Sono passate ormai tre settimane dall’inizio delle operazioni militari in Ucraina. Sin dai primi giorni, la condotta delle Forze Armate russe è stata osservata con stupore dagli analisti: quello che molti prevedevano sarebbe stato un conflitto veloce e nettamente favorevole alle truppe di Mosca si è rivelato un pantano da cui diventa ogni giorno più difficile uscire. Vale quindi la pena cercare di capire perché si è arrivati a questo punto del conflitto, cosa questo comporta e quali scenari apre per il futuro.
Partiamo con ordine. Sebbene non sempre affidabili, le fonti disponibili delineano un quadro piuttosto nitido: da una prospettiva prettamente militare, più ancora della strenua resistenza ucraina, a segnare l’impasse dell’avanzata russa è stata una serie di errori piuttosto grossolani di pianificazione, logistica e coordinamento da parte delle forze di Mosca. Questo è un dato importante, perché ci permette di giungere a due conclusioni: la prima è che lo scenario attuale rappresenta un’incognita poiché nessuno, da quanto è dato sapere, l’aveva previsto; la seconda, più rilevante, è che la palla è ancora in campo russo. Detto altrimenti: difficilmente le forze ucraine potranno fare meglio di quanto abbiamo visto finora, mentre l’esercito di Putin ha ancora un margine di miglioramento - ovviamente, posto che sia in grado di riorganizzarsi e compensare gli errori commessi.

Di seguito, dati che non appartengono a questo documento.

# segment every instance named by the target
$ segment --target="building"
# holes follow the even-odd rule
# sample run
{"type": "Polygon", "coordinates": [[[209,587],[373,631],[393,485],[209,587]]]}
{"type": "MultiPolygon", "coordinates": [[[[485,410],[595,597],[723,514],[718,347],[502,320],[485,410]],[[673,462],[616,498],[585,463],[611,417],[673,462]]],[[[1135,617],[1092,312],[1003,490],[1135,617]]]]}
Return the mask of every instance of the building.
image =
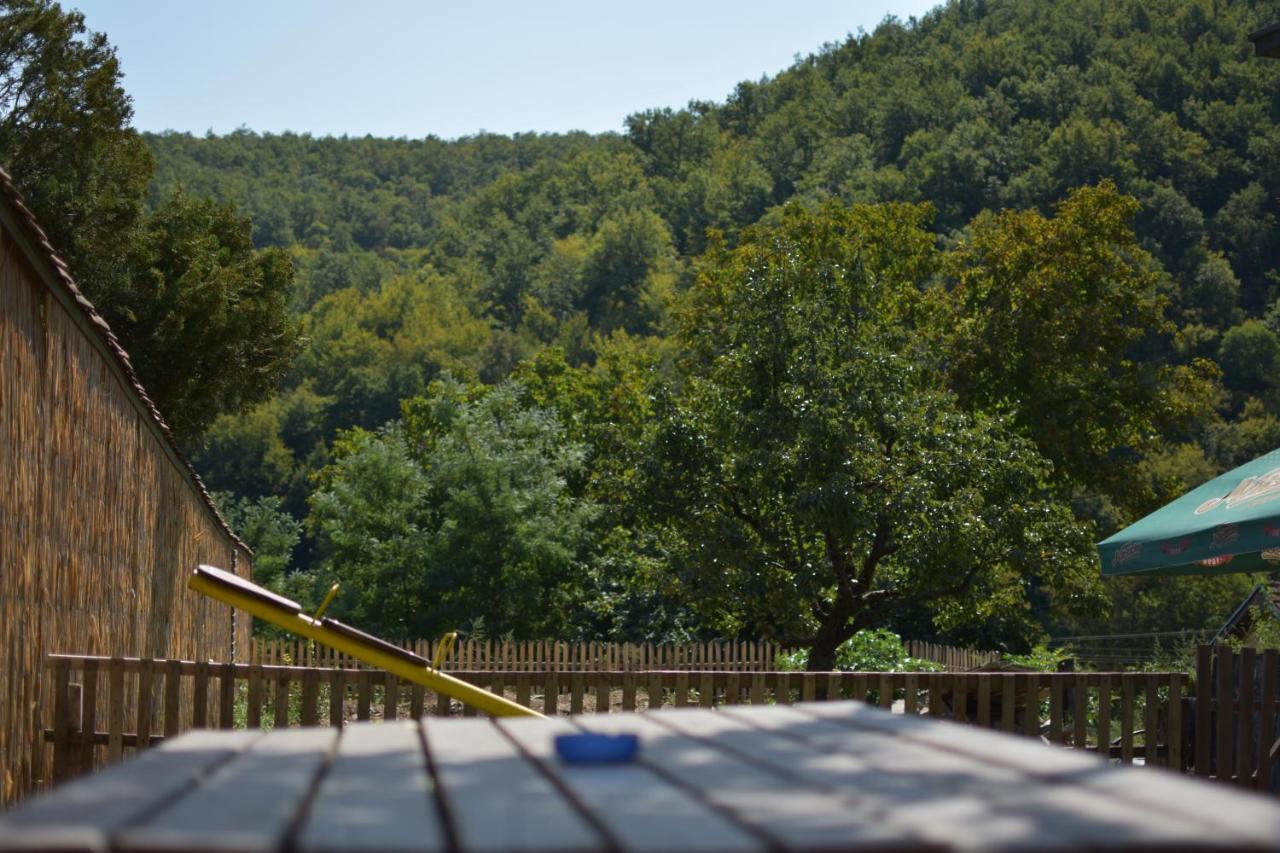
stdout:
{"type": "Polygon", "coordinates": [[[236,660],[186,575],[250,560],[0,170],[0,802],[45,777],[49,653],[236,660]]]}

Questo ci porta alla seconda domanda: qual è la conseguenza di questa situazione? Ovviamente si potrebbero fare tante considerazioni, ma un punto sembra eclissare tutti gli altri: le forze russe si trovano costrette svolgere una funzione che avevano tralasciato in fase di pianificazione - il controllo del territorio. Controllare il territorio è tradizionalmente un compito difficilissimo: infatti, non significa semplicemente costringere il nemico alla ritirata, ma implica una presenza permanente ed efficace, che sappia neutralizzare eventuali controffensive, prevenga la controinsorgenza e, soprattutto, non si limiti alle principali arterie di comunicazione, ma si estenda nelle campagne, nei boschi e nei centri abitati.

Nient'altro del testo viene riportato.